Indigenous languages: first try with Palikúr - looking for advices

Hi everyone,

I live in French Guyana, where it exists a various number of indigenous languages. I’m looking to empowering those cultures by helping them to translate their languages. I did the first try with the Palikur language following this basic tutorial: https://hackernoon.com/neural-machine-translation-using-open-nmt-for-training-a-translation-model-1129a3a2a2d3 and running it on a google cloud computer.

I have some texts translated Palikur-French, Palikur-Portuguese and also some Palikur-English. I’ve more than 12.000 lines.
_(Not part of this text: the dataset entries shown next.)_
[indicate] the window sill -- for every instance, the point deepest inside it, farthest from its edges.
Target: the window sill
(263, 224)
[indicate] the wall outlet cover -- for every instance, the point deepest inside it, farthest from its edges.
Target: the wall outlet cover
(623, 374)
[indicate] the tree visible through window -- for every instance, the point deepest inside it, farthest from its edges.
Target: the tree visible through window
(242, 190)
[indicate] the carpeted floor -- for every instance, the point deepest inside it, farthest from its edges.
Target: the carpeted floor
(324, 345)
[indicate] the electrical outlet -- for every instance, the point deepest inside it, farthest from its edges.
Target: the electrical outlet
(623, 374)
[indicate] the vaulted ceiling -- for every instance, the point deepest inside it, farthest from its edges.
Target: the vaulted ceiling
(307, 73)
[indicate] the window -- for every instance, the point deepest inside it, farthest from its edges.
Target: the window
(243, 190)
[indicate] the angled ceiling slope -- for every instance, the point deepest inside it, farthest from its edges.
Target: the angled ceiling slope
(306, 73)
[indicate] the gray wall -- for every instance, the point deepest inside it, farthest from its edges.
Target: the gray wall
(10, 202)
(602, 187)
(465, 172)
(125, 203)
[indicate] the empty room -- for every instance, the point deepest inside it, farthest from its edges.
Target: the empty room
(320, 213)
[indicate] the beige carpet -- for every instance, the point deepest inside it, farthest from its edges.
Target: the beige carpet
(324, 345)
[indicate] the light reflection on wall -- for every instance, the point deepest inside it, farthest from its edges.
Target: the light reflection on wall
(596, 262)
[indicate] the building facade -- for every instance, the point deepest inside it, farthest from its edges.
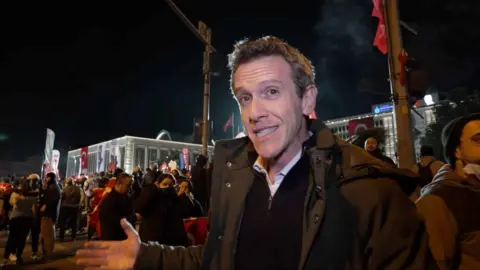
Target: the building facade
(382, 116)
(129, 152)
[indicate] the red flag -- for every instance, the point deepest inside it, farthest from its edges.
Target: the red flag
(84, 158)
(403, 58)
(359, 125)
(381, 35)
(228, 123)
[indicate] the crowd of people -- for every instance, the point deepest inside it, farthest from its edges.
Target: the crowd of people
(292, 195)
(289, 195)
(158, 202)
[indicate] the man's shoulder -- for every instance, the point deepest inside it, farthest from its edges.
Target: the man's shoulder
(365, 174)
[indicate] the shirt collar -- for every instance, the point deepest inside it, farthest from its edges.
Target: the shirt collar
(260, 164)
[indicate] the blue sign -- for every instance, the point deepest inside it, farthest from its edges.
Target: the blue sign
(383, 108)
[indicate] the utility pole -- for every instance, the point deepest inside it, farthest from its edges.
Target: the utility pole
(204, 34)
(403, 121)
(207, 36)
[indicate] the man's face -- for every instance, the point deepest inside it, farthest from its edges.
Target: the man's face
(182, 188)
(272, 112)
(166, 183)
(371, 145)
(469, 148)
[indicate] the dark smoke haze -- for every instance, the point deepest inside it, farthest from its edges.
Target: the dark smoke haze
(349, 68)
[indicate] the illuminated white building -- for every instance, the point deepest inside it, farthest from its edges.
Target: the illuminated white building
(383, 117)
(132, 152)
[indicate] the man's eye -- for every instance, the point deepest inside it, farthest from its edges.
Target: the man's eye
(244, 99)
(272, 92)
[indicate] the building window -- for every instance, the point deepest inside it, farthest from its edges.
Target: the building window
(152, 156)
(122, 157)
(139, 160)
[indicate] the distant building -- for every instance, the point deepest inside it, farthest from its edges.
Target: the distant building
(32, 164)
(382, 116)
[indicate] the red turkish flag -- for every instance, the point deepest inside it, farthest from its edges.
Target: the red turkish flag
(228, 123)
(359, 125)
(381, 35)
(84, 158)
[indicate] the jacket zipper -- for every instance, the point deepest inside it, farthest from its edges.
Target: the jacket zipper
(270, 198)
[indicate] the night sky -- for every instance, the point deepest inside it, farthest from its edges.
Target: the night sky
(92, 73)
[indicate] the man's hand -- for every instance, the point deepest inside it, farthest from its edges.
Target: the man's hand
(119, 255)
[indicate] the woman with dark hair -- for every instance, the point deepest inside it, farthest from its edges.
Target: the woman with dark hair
(23, 210)
(158, 207)
(188, 205)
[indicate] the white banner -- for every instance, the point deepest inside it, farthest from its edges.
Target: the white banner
(115, 155)
(49, 146)
(54, 161)
(101, 157)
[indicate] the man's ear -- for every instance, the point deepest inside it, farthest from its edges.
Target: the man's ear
(309, 99)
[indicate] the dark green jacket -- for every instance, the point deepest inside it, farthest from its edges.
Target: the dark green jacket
(356, 216)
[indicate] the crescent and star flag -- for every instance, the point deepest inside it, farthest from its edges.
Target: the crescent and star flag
(229, 123)
(84, 159)
(380, 40)
(359, 125)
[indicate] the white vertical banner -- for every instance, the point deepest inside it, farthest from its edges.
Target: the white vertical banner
(47, 154)
(49, 146)
(101, 157)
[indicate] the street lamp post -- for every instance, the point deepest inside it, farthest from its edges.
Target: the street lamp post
(204, 34)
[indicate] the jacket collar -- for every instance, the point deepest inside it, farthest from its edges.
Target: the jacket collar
(241, 153)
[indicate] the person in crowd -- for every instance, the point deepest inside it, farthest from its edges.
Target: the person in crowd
(115, 206)
(428, 166)
(70, 205)
(35, 186)
(371, 146)
(290, 195)
(188, 205)
(137, 183)
(450, 203)
(159, 210)
(200, 180)
(151, 175)
(23, 211)
(88, 187)
(93, 212)
(50, 195)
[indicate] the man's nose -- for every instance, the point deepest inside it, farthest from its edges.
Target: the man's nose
(257, 110)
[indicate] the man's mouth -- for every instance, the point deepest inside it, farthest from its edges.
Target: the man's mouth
(266, 131)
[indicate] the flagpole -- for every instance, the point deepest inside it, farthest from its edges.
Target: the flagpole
(233, 126)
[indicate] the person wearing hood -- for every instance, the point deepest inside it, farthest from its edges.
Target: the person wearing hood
(50, 195)
(201, 188)
(290, 195)
(70, 205)
(450, 204)
(371, 146)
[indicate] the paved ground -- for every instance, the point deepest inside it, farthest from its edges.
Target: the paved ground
(63, 257)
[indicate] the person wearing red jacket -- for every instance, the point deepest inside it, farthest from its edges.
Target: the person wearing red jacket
(98, 194)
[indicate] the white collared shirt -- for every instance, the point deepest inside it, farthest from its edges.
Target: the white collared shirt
(278, 179)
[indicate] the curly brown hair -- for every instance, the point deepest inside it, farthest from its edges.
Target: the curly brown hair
(244, 51)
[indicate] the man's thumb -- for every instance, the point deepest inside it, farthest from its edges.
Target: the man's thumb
(128, 228)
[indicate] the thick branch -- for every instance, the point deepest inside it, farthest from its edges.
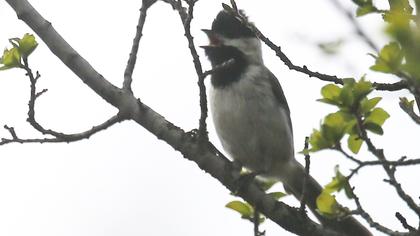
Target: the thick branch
(304, 69)
(209, 159)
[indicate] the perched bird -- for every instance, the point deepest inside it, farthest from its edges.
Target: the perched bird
(251, 115)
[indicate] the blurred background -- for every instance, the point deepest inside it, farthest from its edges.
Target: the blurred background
(123, 181)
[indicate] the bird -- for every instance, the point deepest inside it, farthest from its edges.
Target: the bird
(251, 115)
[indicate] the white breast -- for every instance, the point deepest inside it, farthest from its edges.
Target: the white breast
(252, 126)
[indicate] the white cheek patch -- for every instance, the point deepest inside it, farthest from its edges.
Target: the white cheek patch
(251, 47)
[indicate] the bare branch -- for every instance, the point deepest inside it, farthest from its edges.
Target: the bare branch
(379, 153)
(304, 69)
(404, 223)
(305, 179)
(356, 25)
(59, 137)
(128, 73)
(366, 216)
(186, 18)
(208, 159)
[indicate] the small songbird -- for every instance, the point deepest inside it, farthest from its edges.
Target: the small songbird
(251, 115)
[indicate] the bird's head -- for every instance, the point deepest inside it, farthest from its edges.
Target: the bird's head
(229, 38)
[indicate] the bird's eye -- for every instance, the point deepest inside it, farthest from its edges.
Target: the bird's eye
(214, 41)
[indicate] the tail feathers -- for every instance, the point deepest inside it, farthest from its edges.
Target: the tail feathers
(294, 183)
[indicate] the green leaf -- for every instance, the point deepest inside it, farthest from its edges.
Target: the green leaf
(377, 116)
(369, 104)
(277, 195)
(334, 127)
(242, 208)
(331, 47)
(27, 45)
(374, 128)
(362, 88)
(389, 59)
(346, 96)
(326, 203)
(10, 59)
(363, 10)
(266, 184)
(354, 143)
(330, 91)
(406, 103)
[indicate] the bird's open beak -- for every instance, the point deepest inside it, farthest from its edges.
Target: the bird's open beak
(214, 39)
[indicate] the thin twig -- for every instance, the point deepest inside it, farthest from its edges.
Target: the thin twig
(366, 216)
(186, 18)
(305, 178)
(358, 28)
(304, 69)
(58, 136)
(379, 153)
(404, 223)
(128, 73)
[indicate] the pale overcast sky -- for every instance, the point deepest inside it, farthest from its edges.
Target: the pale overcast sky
(123, 181)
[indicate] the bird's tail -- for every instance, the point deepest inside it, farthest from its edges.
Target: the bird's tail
(294, 183)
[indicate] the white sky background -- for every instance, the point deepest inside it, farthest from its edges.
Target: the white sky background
(123, 181)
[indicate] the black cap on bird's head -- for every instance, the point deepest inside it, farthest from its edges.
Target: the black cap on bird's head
(229, 26)
(228, 31)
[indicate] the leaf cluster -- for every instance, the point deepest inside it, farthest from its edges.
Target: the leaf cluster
(22, 48)
(352, 102)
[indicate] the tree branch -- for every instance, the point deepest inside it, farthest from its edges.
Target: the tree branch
(208, 159)
(379, 153)
(358, 28)
(186, 18)
(304, 69)
(128, 73)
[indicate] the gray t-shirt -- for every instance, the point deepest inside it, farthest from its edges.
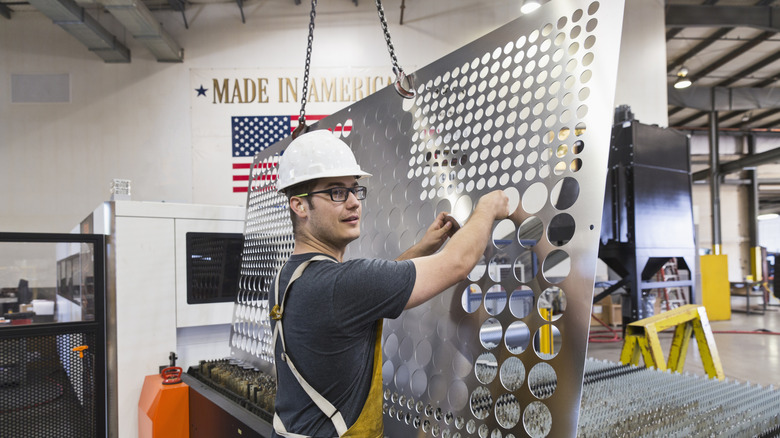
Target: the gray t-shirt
(330, 327)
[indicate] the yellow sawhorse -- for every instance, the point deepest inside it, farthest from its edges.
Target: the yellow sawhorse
(688, 319)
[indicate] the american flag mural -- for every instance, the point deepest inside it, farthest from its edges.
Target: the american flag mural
(252, 134)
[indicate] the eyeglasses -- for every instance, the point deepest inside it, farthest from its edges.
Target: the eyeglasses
(340, 194)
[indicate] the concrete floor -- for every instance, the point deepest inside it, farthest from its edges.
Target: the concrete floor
(751, 358)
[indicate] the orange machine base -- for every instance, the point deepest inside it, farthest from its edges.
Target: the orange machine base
(163, 410)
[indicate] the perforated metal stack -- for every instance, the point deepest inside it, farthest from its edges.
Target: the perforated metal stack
(620, 401)
(527, 109)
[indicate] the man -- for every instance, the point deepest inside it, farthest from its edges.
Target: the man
(327, 313)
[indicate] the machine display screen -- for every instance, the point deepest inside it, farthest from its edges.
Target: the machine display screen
(213, 263)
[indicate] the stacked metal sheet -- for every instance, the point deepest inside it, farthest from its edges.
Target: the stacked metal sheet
(627, 401)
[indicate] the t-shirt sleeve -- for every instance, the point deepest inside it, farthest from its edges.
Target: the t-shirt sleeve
(367, 290)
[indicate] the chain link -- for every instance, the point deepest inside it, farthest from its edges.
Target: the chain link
(302, 117)
(380, 10)
(404, 85)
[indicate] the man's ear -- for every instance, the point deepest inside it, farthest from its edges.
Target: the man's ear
(298, 206)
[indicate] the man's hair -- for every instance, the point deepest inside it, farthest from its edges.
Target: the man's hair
(299, 189)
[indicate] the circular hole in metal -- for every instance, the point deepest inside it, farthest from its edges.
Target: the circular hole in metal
(423, 352)
(551, 303)
(521, 302)
(471, 426)
(495, 300)
(517, 337)
(561, 228)
(480, 402)
(565, 193)
(458, 396)
(402, 377)
(507, 411)
(530, 231)
(547, 341)
(556, 266)
(512, 374)
(525, 267)
(542, 380)
(503, 233)
(514, 198)
(390, 345)
(479, 270)
(534, 197)
(537, 420)
(587, 59)
(472, 298)
(585, 77)
(490, 333)
(589, 42)
(486, 368)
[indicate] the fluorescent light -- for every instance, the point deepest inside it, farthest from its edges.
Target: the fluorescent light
(529, 6)
(682, 79)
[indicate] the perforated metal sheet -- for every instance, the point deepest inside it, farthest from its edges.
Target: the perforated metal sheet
(527, 109)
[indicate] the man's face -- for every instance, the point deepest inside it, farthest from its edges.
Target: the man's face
(335, 223)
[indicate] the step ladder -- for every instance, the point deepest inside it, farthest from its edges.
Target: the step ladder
(641, 339)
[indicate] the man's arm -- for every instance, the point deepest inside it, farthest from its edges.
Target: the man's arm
(437, 272)
(433, 239)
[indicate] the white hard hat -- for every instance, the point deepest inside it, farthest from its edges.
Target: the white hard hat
(313, 155)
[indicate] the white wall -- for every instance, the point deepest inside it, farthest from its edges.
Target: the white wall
(132, 121)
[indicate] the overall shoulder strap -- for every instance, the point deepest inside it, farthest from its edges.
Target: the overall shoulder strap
(277, 313)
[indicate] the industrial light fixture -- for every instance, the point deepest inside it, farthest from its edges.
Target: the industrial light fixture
(529, 6)
(682, 79)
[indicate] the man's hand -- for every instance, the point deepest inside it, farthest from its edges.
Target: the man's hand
(434, 238)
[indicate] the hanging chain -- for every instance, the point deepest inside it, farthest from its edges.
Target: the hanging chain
(301, 128)
(404, 84)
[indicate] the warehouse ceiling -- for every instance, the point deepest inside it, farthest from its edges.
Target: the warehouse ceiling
(726, 45)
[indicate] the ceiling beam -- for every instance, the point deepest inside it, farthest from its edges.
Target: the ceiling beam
(5, 11)
(671, 33)
(760, 17)
(745, 72)
(730, 56)
(760, 116)
(84, 27)
(680, 60)
(770, 156)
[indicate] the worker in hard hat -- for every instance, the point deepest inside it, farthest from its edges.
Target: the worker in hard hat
(327, 313)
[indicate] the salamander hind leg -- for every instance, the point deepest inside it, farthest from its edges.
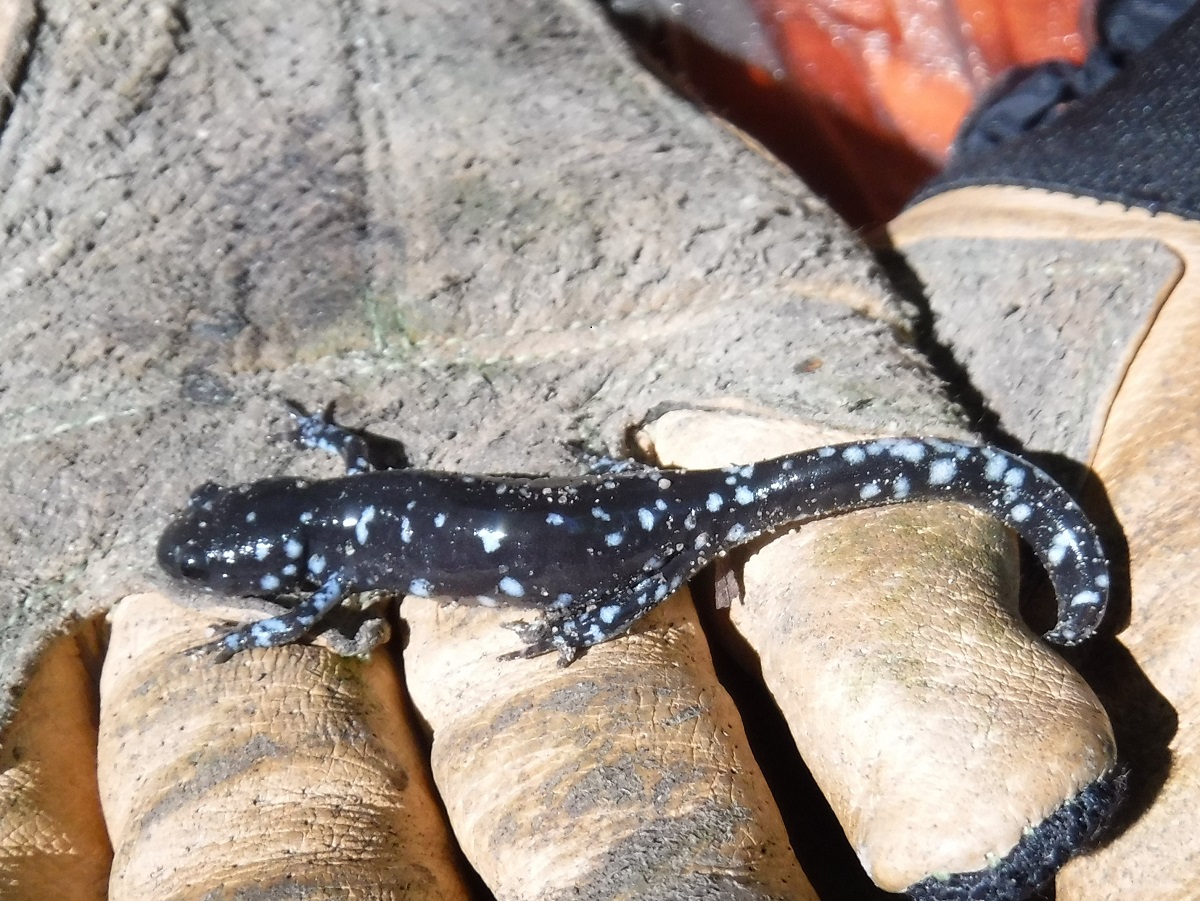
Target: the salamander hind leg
(276, 631)
(360, 451)
(603, 618)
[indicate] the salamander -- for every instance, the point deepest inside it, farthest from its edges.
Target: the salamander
(592, 553)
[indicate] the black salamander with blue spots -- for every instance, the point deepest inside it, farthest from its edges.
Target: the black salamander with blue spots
(592, 553)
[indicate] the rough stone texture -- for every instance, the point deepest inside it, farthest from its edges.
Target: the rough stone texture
(483, 227)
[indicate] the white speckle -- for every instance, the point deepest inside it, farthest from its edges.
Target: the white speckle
(996, 467)
(361, 530)
(491, 539)
(1060, 545)
(510, 587)
(941, 472)
(264, 629)
(1014, 478)
(907, 449)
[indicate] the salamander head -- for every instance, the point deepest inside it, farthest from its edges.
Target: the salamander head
(238, 540)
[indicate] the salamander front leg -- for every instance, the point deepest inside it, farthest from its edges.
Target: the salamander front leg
(285, 629)
(361, 452)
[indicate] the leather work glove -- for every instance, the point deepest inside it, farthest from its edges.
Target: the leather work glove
(486, 233)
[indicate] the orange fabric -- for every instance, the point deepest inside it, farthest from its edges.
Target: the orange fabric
(871, 92)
I can easily have the double of it, but I guess it’s not enough, do you know how many lines I need for a BLEU score of 40-50? (I have 3,5 for the moment for Palikur-French) To see how much money I may need to raise to collect sentences.

Because this tutorial was bilingual I’ve used google translate on my Portuguese sentences (that’s bad I know), but I guess I could use a model, maybe already trained for French-Portuguese-English and try to add it Palikur?

Can you recommend some lectures/texts/tutorials to try to build the first prototype? It’s a non-profit and open-source project. The main goal is to build bridges between unknown languages and known ones.

Hi Dorian, I built a Tagalog-English model with 120K sentence pairs and get reasonable translations of simple sentences. I don’t think 12K sentence pairs (or even double that) will be enough. You will need to find some volunteers to do some translations for you. Good luck!

2 Likes

There are Bible translations for a great many indigenous languages, and these are often used for training translators.

This can cause a phenomenon where the indigenous language is translated into English of 300 or 500 years ago. It is important to use modern language English & Portuguese Bibles that can be aligned against the indigenous language versions.

1 Like